I had to go out to suburban northern Virginia this morning (in the rain!) in search of D.O.P. San Marzano canned whole tomatoes. Why? My foodie friends and I are having a tomato tasting on the 4th of June to determine if fancy imported tomatoes are really worth the hassle of seeking out. So off I was to Wegmans.

Wegmans... similar to Central Market in Austin. Or a Whole Foods on steroids. However, it always just strikes me as a soul-less place, like the McDonald's-owned Chipotles -- good food, good quality, but somehow lacking a sense of reality. As if it has been Disney-fied... everything is just too nice, too neat, too attractive. And the whole Wegmans' experience is not helped by the hoards of clueless people standing in the middle of the aisles apparently waiting for divine intervention.

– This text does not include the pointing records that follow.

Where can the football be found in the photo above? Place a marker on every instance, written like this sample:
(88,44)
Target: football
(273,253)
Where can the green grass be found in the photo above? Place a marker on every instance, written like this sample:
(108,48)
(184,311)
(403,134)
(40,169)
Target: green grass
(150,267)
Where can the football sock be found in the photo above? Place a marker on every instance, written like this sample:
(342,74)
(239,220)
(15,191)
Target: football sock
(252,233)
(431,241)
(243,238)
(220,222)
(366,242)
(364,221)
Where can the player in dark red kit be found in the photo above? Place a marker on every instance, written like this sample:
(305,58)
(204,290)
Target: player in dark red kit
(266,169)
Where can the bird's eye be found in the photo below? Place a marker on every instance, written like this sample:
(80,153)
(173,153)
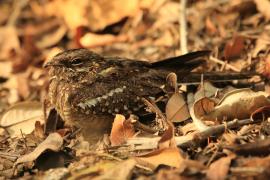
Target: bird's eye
(76,62)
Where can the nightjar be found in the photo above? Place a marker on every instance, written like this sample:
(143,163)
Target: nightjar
(87,89)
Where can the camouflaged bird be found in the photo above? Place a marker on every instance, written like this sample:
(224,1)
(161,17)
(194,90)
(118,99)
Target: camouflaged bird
(88,89)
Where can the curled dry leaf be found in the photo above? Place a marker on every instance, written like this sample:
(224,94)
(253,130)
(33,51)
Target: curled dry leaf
(205,90)
(263,6)
(94,40)
(22,118)
(121,130)
(167,140)
(234,48)
(53,142)
(220,168)
(261,113)
(237,104)
(167,152)
(122,170)
(177,109)
(261,44)
(168,156)
(9,41)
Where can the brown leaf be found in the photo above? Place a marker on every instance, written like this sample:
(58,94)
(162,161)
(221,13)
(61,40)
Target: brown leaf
(219,169)
(210,26)
(167,140)
(121,130)
(177,109)
(122,170)
(53,142)
(93,40)
(203,106)
(22,117)
(261,113)
(168,156)
(234,48)
(9,41)
(239,104)
(263,6)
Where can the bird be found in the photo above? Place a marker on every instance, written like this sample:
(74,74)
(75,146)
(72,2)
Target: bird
(87,89)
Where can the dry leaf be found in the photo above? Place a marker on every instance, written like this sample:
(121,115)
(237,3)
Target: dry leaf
(122,170)
(203,107)
(205,90)
(239,104)
(261,44)
(22,117)
(219,169)
(93,40)
(167,140)
(261,113)
(121,130)
(234,48)
(210,26)
(53,142)
(169,156)
(9,41)
(263,6)
(177,109)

So first I went to the Fairfax store. Nope, they don't even have the imported tomatoes (but what can one expect from Fairfax?). Then a trek across wet, poorly identified backroads between Fairfax and Sterling. I managed to successfully navigate the huge new interchange which has sprung up since the last time I was at that Wegmans (do that many people go there?!?) and drive into the parking lot to see... a school bus! No-no-no, please tell me no... Yes. A school field trip to Wegmans. Cute little 3rd/4th grade-ish children in adorable blue plaid school uniforms. These kids are right next to our nation's capital, the Smithsonian and surrounded by historic battlefields, sites & buildings, but where do they go? Wegmans?!?

After
successfully navigating the touring tots, I located the canned tomato aisle. Aaack!!! The D.O.P. (which stands for something in Italian that basically means that the contents of the can are certified to be real San Marzano tomatoes grown in the appropriate region of Italy) tomatoes were all sold out. Yes, they had them on sale and there were no more to be had. I even asked the partially-coherent customer service chick who called someone to ask about them (or at least, she pretended to call someone!), informed me that all they had would be out on the shelves and offered me a rain check for the sale price. To which, I was a bit less gracious in my response than I should have been.

My current thinking -- there is no way in the world that any canned tomato could possibly taste good enough for a return trip out to suburban hell. Maybe the tomato tasting will prove me wrong and, if it does, I suspect I'll be looking for a mail-order source
D.O.P. San Marzano canned whole tomatoes.